見習い水夫
騒然とした雰囲気の町中を、ユーリはアデリシアを抱え、足早に歩いていく。
ユーリの首にかじりついた状態のまま、アデリシアは流れていくユーリの背後の景色から目を離すことができなかった。さっき見た、すべての元凶であるのだろうあの男の、暗く陰惨なまなざしが頭から離れない。
今更だけれど、自分がすべてを目撃していたことに思い至っていた。エリックが母さんと呼んだあの美しい人が、エリックが来る前にすでに刺されていたことも――車いすの男を庇おうとした優しそうな女性を、エリックの剣の前に突き飛ばしたことも――エリックを激高させ理性を失わせたことも、アデリシアは目撃している。あの男が黒幕だと言うことを告発できるのはアデリシアだけだ。
つまりアデリシアがいなくなれば、あの男の悪事を暴ける人は誰もいなくなる。
「ロビンソンに行こう」
アデリシアの背をぽんぽんと軽くたたき続けながら、ユーリが言った。アデリシアはうなずく。
「大丈夫だよ。とにかくその服を着替えて、エスメラルダから出なくちゃ。シャトー……様に、会えればもう安心だ。シャトー様はエスメラルダではかなりの発言権があるはずだ。君が目撃したことを告発するにも、きっと後ろ盾になってくれる」
ずいぶん信頼しているのだとアデリシアは考えた。
エスメラルダの人間であるはずのユーリが、アナカルシスのシャトーという貴族のことを、どうして個人的に知ったのだろう。
ロビンソン商店のあるあの大通りに出た。
大通りはざわめいていた。家家から次々に人が出て、鍵を閉めて、足早に歩き出す。みんな同じ方向に進んでいく。神殿の方向とは逆の、おそらくはエスメラルダの出口に当たる方向に。こちらから見ると、人々の流れは、〈神殿〉から逃げ出してくるように思えた。沈む船からはネズミが逃げ出すんだ、と話していた親分の声を思い出す。
――レギニータ号のネズミは幸せだね。
親分の膝の上で、アデリシアはそう言った。
――おうちを逃げ出す心配をしなくていいもんね。
笑った親分の優しい顔も、大きな手のひらも、こんなにはっきり覚えているのに。
あんなに頑丈で強くてかっこ良かった親分は、もういない。
でも親分は幸せだったのだと、〈神殿〉を見ながら考えた。親分はニースとアデリシアを置いていった。残されたニースとアデリシアがどんなに泣いたかも知らないで。親分は、大好きな人に置いて行かれずに済んだのだ。
そしてそれが、自分の定めなのだろうと思った。
ユーリもマイラもニースも、アデリシアを置いていく。いつまで経っても大きくなれないアデリシアは、これからもずっと、ずっと、大好きな人たちに置いて行かれ続けるのだろう。
ずっと。
ばたばたと足音をさせて、若者たちがユーリとアデリシアを追い越していった。たぶん、エリックの仲間だった警備隊の若者たちだろう。彼らがちらりと投げていった視線が少し不思議で、アデリシアはまたユーリの背中の方に視線を戻した。
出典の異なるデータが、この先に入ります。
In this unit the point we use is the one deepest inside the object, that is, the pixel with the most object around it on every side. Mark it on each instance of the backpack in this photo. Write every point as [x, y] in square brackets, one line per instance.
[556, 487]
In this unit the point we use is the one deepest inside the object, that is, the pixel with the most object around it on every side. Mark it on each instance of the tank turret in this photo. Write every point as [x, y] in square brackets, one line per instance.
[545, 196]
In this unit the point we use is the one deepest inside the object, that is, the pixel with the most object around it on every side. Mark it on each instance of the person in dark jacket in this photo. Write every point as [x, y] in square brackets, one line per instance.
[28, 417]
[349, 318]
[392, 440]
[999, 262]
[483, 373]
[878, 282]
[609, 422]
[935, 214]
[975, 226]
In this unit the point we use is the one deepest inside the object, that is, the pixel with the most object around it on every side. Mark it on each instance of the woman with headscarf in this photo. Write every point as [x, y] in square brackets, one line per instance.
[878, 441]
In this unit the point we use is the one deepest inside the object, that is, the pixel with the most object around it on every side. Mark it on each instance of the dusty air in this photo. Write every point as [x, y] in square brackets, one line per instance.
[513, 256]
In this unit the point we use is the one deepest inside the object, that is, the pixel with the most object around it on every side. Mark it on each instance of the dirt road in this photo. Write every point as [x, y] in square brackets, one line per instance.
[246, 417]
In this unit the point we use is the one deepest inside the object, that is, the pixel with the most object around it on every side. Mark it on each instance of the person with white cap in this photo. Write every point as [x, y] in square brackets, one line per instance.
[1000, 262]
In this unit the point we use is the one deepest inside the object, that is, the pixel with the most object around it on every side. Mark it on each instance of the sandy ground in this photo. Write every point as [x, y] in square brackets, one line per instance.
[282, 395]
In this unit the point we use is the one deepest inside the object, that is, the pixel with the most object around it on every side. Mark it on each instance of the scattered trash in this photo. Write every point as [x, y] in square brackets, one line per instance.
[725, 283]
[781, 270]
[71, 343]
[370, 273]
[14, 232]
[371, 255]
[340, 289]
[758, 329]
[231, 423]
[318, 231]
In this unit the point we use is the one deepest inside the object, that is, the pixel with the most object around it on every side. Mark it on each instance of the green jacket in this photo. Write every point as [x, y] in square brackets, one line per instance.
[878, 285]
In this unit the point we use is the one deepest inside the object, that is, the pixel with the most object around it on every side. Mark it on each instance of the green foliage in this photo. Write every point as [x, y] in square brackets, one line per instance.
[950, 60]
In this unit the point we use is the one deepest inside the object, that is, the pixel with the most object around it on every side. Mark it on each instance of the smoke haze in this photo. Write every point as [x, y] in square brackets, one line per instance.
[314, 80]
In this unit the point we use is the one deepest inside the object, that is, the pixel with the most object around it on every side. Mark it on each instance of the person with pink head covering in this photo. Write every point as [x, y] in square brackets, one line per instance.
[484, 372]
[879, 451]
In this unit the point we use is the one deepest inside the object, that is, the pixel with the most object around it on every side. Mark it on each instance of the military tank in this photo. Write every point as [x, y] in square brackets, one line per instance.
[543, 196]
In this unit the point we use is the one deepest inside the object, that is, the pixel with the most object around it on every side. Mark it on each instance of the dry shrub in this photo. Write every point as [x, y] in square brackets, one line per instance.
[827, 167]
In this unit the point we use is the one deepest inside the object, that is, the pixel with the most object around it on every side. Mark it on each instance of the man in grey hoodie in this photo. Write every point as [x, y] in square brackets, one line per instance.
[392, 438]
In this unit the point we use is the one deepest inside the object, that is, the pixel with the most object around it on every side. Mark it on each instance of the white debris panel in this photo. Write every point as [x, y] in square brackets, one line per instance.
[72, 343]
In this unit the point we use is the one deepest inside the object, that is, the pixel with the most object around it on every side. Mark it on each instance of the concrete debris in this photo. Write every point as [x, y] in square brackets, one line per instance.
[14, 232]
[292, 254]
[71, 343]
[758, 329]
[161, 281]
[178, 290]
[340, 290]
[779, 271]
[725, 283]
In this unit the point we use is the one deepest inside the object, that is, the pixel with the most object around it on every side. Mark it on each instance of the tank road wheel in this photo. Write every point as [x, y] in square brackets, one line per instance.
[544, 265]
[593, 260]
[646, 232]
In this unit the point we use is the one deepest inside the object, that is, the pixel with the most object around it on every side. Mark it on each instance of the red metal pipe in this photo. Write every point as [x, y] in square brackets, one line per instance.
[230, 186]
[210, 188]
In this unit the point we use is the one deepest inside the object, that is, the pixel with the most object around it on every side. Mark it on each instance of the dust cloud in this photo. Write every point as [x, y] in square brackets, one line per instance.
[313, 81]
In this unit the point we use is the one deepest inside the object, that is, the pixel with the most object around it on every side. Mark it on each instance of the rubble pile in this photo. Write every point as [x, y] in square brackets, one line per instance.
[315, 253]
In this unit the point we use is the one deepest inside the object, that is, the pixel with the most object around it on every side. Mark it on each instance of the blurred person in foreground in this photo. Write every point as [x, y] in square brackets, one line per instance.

そして二メートルほど後ろをつかず離れずついてくる見覚えのある若者に気づいた。
アデリシアと目があって、彼はばつの悪そうな、でもほっとしたような、はにかむような、恐れるような、複雑な表情を見せた。
「ユーリ」
囁くとユーリは足を止めた。振り返って若者を見、道を譲るように少し脇による。
若者は近づいてきたが、通り過ぎず、もじもじして、ユーリかアデリシアに用があることは明白だ。アデリシアはそこで思い出した。この若者は、昨日エリックに食べ物を運んできた三人のうちの一人だった。確か炒めご飯を食べていた。
「……何か用?」
ユーリがぶっきらぼうに訊ね、若者はさらにもじもじした。
それから、意を決したように顔を上げる。
「あのさ。……俺何したらいい?」
「は?」
「隊長はどこ行っ……ああ、いや、その……俺……俺デイルって言うんだ。俺、これから何すればいい?」
「自分で考えれば」
ユーリの声は冷たい。突き放すような言い方だが、デイルはめげなかった。言い捨てて立ち去ろうとしたユーリの前に急いで回り込んだ。
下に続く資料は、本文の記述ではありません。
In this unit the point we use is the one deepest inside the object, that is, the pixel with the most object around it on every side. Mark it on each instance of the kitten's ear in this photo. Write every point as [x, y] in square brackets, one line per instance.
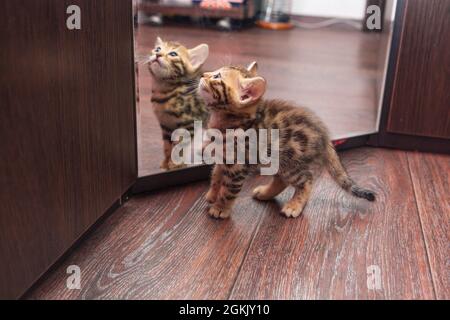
[158, 42]
[251, 90]
[198, 55]
[253, 68]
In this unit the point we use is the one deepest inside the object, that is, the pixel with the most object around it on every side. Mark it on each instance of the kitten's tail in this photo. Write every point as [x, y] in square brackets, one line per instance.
[339, 174]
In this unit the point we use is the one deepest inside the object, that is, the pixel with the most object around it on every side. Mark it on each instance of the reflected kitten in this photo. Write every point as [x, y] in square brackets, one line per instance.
[235, 98]
[176, 71]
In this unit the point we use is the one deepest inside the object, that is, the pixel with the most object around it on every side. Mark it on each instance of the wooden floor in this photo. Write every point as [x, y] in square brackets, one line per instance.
[334, 71]
[164, 246]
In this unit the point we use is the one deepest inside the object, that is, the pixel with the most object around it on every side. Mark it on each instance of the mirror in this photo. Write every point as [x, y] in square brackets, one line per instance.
[317, 53]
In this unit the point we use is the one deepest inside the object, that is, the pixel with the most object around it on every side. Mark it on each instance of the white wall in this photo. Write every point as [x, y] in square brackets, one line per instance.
[345, 9]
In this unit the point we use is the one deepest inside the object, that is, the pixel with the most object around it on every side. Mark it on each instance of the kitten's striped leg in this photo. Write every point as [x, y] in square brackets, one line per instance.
[270, 191]
[233, 177]
[216, 182]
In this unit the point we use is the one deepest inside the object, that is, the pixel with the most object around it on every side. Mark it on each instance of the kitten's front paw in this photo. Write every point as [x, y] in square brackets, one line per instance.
[211, 196]
[219, 213]
[164, 165]
[260, 193]
[292, 210]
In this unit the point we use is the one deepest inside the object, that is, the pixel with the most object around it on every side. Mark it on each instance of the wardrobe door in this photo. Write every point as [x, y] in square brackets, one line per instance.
[67, 127]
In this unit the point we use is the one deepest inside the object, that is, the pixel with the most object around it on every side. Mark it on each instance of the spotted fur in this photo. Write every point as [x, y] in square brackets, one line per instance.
[235, 97]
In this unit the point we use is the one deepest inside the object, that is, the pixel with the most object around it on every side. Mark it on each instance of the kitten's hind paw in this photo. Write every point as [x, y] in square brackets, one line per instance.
[219, 213]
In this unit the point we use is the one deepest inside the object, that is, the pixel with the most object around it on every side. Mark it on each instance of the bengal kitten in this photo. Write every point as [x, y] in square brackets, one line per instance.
[235, 98]
[176, 71]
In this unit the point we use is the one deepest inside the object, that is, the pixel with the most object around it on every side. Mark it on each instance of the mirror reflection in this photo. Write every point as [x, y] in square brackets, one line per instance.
[324, 55]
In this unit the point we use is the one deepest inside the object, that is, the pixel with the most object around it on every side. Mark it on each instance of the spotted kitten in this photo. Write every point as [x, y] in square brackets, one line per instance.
[176, 72]
[235, 97]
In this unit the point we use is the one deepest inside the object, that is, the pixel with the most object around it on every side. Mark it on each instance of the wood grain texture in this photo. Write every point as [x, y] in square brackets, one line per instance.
[165, 246]
[334, 71]
[162, 246]
[420, 102]
[67, 128]
[431, 177]
[326, 253]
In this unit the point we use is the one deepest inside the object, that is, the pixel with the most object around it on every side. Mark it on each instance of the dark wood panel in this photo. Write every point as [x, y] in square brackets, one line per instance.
[325, 254]
[334, 71]
[431, 178]
[163, 246]
[67, 128]
[420, 102]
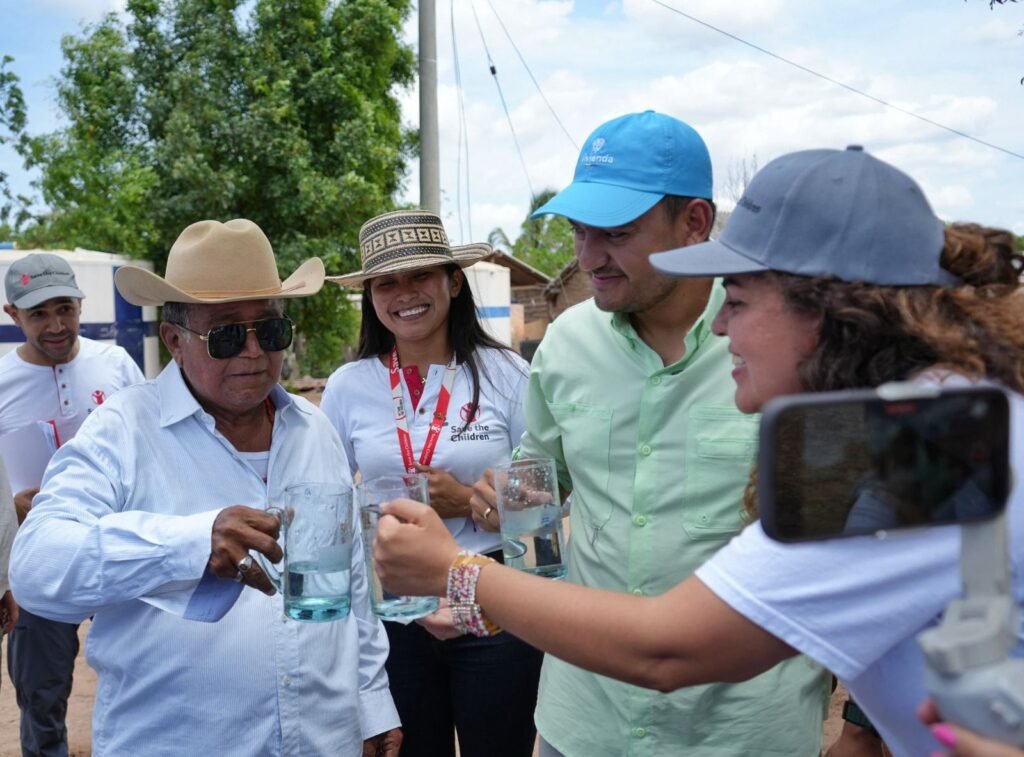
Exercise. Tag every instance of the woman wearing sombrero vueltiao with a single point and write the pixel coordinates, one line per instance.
(420, 327)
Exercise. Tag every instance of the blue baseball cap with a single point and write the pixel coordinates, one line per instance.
(628, 165)
(824, 212)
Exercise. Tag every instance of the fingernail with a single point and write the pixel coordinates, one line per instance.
(944, 734)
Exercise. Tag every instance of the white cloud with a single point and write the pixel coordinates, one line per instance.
(88, 10)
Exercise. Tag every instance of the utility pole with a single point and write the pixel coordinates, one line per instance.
(430, 181)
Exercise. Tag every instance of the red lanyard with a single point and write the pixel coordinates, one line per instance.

「何がなんだかわからないんだ。どうしたらいいのかも……何やったらいいのかも。誰に従えばいい」
「知るか」
「隊長もマイラ様もいなくなった。グウェリン家は焼けたし、グウェリンさんもいなくなった。ロビンソンは……」
「……」
ユーリははっとしたように彼に向き直った。デイルはユーリに睨むように見られて目をそらす。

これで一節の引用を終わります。